Marco Travaglio, La scomparsa dei fatti

STATO DELL’INFORMAZIONE. Dopo la sonora bocciatura ricevuta dal sistema dell’informazione italiana da parte della ricerca di "Reporters Sans Frontières" sulla libertà di stampa che nel 2008 ci classifica al 40° posto dopo Ecuador, Paraguay, Sudafrica e Benin, la nuova ennesima fatica di Marco Travaglio cala un decisivo colpo di mannaia sulla (residua) credibilità dell’informazione nel nostro Paese.
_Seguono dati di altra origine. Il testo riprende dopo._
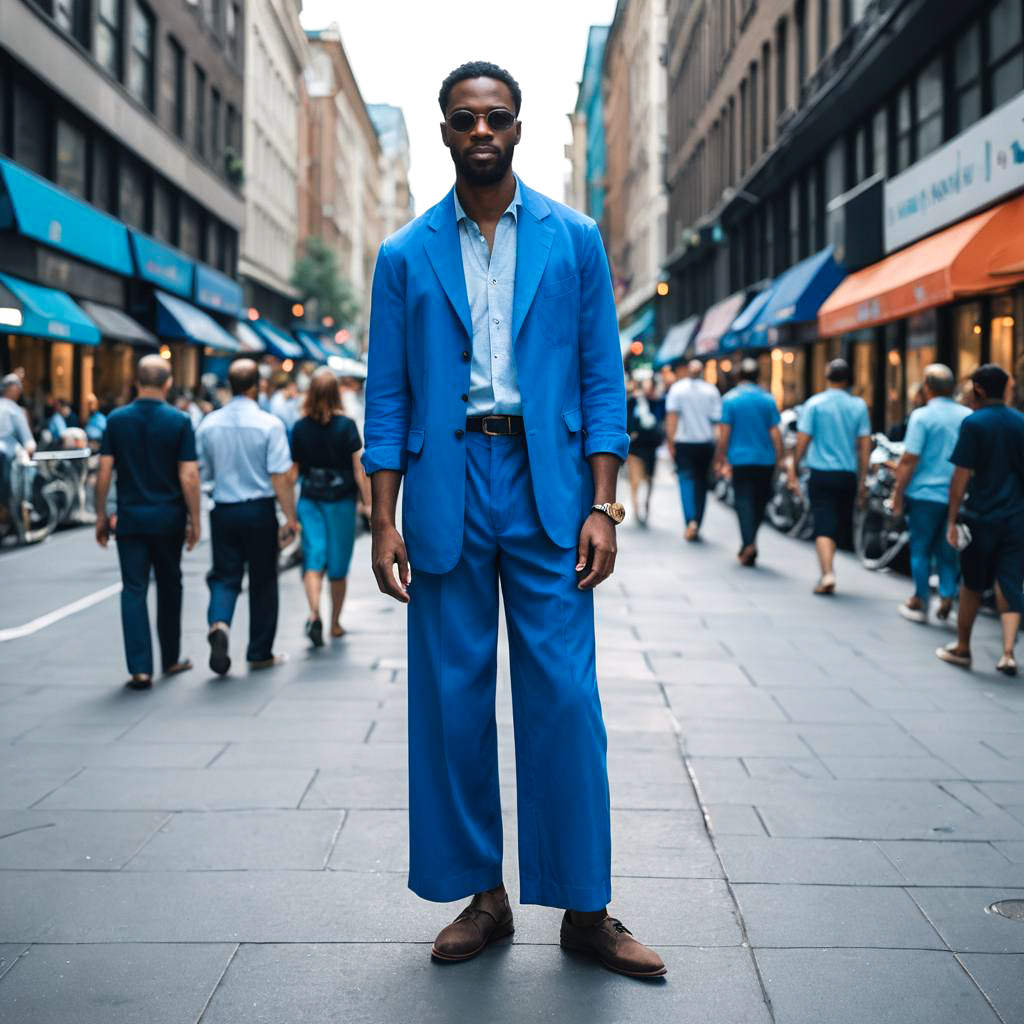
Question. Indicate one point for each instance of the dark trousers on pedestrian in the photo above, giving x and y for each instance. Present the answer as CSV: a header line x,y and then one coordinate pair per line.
x,y
244,536
752,486
139,555
693,465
I FATTI SEPARATI DALLE OPINIONI. Secondo l’autore, nella ideale aspirazione di ogni giornalista esiste una chiara dicotomia: quella che separa i fatti dalle opinioni, tuttavia nella esperienza quotidiana di chi scrive, racconta o informa è impossibile mantenere le due cose separate, perché la formazione culturale, le idee personali e le simpatie (anche inconsce) condizionano inevitabilmente il proprio lavoro.
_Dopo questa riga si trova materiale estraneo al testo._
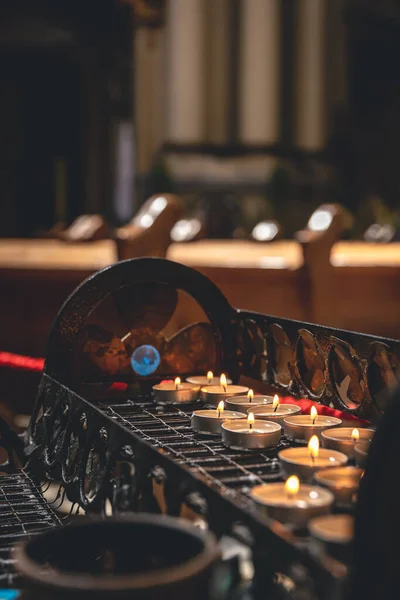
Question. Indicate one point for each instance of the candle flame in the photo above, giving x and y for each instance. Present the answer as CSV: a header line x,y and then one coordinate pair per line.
x,y
313,414
250,420
292,486
223,382
313,446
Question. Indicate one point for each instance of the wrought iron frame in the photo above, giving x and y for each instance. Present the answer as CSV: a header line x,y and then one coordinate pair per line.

L’IMPARZIALITA’ DEL GIORNALISTA. Quello che conta, secondo Travaglio, non è né l’obiettività (per i motivi di cui sopra), né la neutralità ("solo i morti sono neutrali"), ma l’imparzialità, ovvero la capacità di raccontare i fatti seguendo la regola anglosassone delle quattro "w", ovvero who (chi), what (cosa), when (quando) e where (dove).

IL PLURALISMO INFORMATIVO. I differenti resoconti di uno stesso evento non costituiscono di per sé l’accettazione della relatività informativa ma bensì un arricchimento (pluralismo), se chi scrive è in buona fede e rispetta il nucleo centrale dell’avvenimento.
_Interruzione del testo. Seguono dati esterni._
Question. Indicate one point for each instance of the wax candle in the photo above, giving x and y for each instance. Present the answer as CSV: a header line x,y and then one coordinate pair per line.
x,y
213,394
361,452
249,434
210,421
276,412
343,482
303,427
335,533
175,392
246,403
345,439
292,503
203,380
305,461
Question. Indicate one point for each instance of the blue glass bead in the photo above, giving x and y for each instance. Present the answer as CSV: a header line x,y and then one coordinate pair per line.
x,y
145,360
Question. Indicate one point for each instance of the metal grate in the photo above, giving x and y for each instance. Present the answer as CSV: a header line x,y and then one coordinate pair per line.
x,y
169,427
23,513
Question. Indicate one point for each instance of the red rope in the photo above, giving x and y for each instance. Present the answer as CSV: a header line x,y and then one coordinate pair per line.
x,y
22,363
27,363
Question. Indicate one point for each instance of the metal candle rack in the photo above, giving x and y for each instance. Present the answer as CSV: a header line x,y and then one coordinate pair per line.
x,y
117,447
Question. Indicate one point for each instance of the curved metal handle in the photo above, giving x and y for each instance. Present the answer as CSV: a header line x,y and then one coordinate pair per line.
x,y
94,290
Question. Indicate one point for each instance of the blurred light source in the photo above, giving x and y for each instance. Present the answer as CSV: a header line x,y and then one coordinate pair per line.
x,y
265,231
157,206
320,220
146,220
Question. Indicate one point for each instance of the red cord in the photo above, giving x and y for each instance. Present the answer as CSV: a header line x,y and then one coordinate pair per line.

IL CERCHIOBOTTISMO. Nel libro si pone l’accento sulla tendenza tutta italiana che hanno molti giornalisti di praticare il cosiddetto "cerchiobottismo" (dare cioè come si suol dire, un colpo al cerchio e l’altro alla botte, per non scontentare nessuno), operando già intrinsecamente una personale scelta nel taglio da dare alle notizie, valutandone i potenziali effetti e rinunciando in partenza al proprio dovere di raccontare i fatti e commentarli usando sempre lo stesso metro.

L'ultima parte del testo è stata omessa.